Are people still confused that the reason you wear a mask is not to protect yourself directly, but to protect others thereby indirectly protecting yourself? It seems so, because in the west people are still arguing about wearing masks, and doing these inane studies, while in Asia people wear masks and go about their business as usual.
Yes, very much so. From my experience people wear masks and visors to protect themselves. I honestly do not think the average person view wearing a mask as something they do to protect others. It's a little weird, because at the same time people seem very conscious about the risk when people around them can't or won't wear a mask.

At least in Denmark I don't think it's communicated very well why you should wear a mask. The government says "wear a mask" so the majority wears a mask. It's great that we have that level of trust in government, but it also sometimes mean that things are communicated as well as they should be.

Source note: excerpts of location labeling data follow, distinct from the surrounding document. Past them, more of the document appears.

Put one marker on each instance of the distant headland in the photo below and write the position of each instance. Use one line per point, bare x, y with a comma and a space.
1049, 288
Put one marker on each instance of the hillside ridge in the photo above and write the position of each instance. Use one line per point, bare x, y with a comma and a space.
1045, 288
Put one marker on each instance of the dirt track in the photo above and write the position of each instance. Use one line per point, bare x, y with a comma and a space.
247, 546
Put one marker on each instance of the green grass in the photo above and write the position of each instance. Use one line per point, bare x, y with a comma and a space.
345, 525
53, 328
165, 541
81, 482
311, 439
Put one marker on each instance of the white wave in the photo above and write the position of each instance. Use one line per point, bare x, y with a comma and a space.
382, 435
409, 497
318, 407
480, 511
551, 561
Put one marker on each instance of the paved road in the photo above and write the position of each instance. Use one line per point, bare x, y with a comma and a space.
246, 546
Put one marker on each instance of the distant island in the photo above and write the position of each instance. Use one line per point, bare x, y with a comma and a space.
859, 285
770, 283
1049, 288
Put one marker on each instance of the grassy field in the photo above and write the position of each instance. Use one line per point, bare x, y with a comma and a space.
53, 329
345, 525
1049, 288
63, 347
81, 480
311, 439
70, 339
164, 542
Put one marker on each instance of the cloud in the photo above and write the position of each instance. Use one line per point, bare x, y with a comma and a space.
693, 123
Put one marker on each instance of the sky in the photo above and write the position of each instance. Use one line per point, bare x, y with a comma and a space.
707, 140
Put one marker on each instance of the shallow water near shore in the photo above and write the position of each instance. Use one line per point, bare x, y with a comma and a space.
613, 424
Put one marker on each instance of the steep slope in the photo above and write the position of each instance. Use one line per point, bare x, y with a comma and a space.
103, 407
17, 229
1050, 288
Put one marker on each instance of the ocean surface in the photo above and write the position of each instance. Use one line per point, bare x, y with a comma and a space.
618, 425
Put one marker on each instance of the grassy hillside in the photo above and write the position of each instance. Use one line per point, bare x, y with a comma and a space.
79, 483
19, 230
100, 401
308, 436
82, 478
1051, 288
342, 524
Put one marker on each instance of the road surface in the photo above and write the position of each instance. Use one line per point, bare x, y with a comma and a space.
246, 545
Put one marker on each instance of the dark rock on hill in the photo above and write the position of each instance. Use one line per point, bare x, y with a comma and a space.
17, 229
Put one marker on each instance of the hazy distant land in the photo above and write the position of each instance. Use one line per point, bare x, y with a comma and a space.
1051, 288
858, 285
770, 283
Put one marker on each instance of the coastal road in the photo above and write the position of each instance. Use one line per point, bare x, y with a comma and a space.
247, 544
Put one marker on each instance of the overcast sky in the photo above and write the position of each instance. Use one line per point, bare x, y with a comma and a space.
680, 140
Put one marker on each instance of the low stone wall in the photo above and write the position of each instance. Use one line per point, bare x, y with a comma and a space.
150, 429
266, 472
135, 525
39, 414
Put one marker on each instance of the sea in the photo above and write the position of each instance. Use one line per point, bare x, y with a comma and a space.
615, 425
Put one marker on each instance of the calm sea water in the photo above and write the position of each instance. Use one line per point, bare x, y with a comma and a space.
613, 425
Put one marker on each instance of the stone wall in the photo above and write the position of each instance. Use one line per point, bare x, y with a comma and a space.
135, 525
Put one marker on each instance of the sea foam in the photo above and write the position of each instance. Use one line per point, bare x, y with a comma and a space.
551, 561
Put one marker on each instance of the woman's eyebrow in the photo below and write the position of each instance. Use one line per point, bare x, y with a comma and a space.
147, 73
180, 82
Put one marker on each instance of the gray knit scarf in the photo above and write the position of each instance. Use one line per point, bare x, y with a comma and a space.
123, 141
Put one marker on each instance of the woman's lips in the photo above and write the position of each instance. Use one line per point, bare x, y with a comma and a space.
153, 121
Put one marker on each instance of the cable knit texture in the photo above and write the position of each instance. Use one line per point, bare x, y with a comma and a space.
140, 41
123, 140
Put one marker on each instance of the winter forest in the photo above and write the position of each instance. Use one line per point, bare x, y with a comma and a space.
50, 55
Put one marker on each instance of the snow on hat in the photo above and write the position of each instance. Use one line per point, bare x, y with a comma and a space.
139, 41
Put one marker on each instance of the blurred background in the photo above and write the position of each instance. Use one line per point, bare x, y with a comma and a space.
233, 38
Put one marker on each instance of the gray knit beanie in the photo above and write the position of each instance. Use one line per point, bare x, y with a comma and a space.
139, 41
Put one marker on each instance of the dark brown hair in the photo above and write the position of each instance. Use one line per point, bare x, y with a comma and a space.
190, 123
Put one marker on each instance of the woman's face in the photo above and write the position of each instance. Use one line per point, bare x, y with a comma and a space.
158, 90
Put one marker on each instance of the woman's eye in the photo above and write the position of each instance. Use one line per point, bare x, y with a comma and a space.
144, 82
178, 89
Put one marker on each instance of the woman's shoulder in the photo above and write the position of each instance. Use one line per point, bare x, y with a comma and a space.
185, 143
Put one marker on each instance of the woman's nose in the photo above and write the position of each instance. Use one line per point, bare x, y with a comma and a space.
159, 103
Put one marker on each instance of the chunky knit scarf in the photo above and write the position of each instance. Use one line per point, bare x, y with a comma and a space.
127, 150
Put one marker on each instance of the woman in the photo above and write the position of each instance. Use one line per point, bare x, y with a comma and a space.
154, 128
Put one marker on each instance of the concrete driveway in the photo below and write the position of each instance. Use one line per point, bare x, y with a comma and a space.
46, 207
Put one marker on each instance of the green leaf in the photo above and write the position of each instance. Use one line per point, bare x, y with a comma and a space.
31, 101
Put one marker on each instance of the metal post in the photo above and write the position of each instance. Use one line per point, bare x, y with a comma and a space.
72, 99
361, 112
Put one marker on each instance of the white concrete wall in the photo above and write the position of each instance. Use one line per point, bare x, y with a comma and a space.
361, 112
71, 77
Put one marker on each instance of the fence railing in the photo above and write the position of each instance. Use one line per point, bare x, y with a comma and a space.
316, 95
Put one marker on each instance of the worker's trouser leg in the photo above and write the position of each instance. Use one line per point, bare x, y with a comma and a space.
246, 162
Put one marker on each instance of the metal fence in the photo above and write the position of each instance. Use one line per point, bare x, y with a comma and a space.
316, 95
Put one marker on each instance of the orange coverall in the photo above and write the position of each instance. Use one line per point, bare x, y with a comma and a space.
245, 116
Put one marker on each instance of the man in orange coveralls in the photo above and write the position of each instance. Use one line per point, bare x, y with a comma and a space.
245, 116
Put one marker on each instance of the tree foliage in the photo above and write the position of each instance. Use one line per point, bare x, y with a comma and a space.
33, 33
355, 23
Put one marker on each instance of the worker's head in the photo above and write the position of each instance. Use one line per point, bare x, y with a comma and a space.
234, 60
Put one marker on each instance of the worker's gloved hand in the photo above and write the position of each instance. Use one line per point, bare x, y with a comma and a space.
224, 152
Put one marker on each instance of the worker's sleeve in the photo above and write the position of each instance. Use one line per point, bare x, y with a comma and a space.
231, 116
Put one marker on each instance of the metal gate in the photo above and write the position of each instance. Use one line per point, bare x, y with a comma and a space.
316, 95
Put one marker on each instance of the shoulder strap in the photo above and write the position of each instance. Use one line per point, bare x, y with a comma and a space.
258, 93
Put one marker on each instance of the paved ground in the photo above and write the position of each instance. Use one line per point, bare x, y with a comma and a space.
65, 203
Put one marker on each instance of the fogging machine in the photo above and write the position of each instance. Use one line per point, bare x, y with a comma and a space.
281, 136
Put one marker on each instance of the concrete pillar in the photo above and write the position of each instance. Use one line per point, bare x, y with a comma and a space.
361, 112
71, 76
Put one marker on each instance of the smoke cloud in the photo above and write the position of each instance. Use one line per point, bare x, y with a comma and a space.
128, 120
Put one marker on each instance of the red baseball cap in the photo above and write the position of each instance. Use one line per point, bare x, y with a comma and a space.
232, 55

> while in Asia people wear masks and go about their business as usual.

I'd be curious to see if mask wearing Asian countries had less incidence of the flu than western countries.

Exactly, the whole argument is dumb. Until it's proved that masks don't reduce transmission, they should be mandatory (and freely distributed by governments). The burden on the wearer is so small, and the potential upside so large, I don't really see why there's any debate at all.

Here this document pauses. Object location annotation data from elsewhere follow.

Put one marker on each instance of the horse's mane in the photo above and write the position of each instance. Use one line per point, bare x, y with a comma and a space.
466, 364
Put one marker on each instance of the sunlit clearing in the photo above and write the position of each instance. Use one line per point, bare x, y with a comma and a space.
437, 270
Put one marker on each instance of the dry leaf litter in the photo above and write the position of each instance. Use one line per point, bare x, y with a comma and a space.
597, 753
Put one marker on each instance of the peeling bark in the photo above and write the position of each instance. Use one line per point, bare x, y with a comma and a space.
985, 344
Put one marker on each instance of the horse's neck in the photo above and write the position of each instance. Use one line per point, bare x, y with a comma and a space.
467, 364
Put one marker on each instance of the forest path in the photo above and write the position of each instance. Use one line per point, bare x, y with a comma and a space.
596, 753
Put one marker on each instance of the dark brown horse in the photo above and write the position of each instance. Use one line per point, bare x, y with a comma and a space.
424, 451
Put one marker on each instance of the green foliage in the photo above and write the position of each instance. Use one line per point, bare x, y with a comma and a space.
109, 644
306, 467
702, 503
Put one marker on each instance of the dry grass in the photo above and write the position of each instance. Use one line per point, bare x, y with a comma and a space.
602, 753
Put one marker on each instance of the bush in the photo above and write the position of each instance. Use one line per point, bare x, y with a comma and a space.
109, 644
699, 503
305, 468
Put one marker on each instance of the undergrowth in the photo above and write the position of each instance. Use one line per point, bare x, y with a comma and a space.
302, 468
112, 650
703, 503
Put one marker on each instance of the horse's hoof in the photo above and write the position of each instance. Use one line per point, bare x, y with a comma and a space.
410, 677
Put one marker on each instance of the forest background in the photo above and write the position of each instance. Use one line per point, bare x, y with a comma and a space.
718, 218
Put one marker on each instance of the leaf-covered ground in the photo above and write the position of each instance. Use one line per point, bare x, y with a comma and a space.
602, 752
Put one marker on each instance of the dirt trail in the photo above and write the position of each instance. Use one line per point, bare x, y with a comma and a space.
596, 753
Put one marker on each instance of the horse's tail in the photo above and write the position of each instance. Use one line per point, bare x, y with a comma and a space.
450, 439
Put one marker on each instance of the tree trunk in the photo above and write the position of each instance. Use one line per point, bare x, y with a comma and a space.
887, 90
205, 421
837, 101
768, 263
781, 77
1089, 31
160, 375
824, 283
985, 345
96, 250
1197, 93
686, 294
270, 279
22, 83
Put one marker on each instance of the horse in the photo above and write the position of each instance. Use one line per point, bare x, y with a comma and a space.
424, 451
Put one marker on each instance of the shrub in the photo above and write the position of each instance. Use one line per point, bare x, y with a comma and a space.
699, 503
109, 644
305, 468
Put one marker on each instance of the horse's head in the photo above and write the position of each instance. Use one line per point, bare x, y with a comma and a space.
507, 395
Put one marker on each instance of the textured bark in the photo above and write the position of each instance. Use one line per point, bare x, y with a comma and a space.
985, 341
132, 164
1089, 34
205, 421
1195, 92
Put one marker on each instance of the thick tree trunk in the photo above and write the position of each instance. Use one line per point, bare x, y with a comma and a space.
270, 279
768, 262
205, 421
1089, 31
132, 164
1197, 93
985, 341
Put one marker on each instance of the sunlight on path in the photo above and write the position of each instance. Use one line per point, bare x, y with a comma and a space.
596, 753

The fact that places in the world (like Adelaide and Melbourne) even considered lockdown before requiring masks was incredibly lazy and/or negligent.

I do wonder how much of that is because Japan (and China, to a certain degree) had normalised mask wearing well before this year.
And Thailand and Taiwan (I think) and maybe a few other countries. I think that is certainly a factor.

But something seemed to change, at least here in Thailand. Although mask wearing was normalized in cities as self-protection against air pollution, many/most people seemed to come around to the notion that mask-wearing was a collective effort to mitigate the spread of the virus. Seems like a cultural effect - more collectivist rather than individualist thinking.

What do you call the west? Here in Spain we are mandated by law to wear them, there’s no arguing (or freedom)
Yes, you're right of course. "The west" is a big place with many different moving parts, just like Asia. So things aren't the same everywhere. It's just that there are many western countries where the arguments about mask wearing and social distancing are still going on while the pandemic is raging while in most of Asia that isn't happening and the pandemic has largely been nipped in the bud.
Does one not need to be infected to effectively transmit the virus? I.e. if you're infected your body is actively multiplying the virus. If you're not infected, then you're just passing on whatever virus you happen to be contaminated with. There's a massive difference between the two I should think.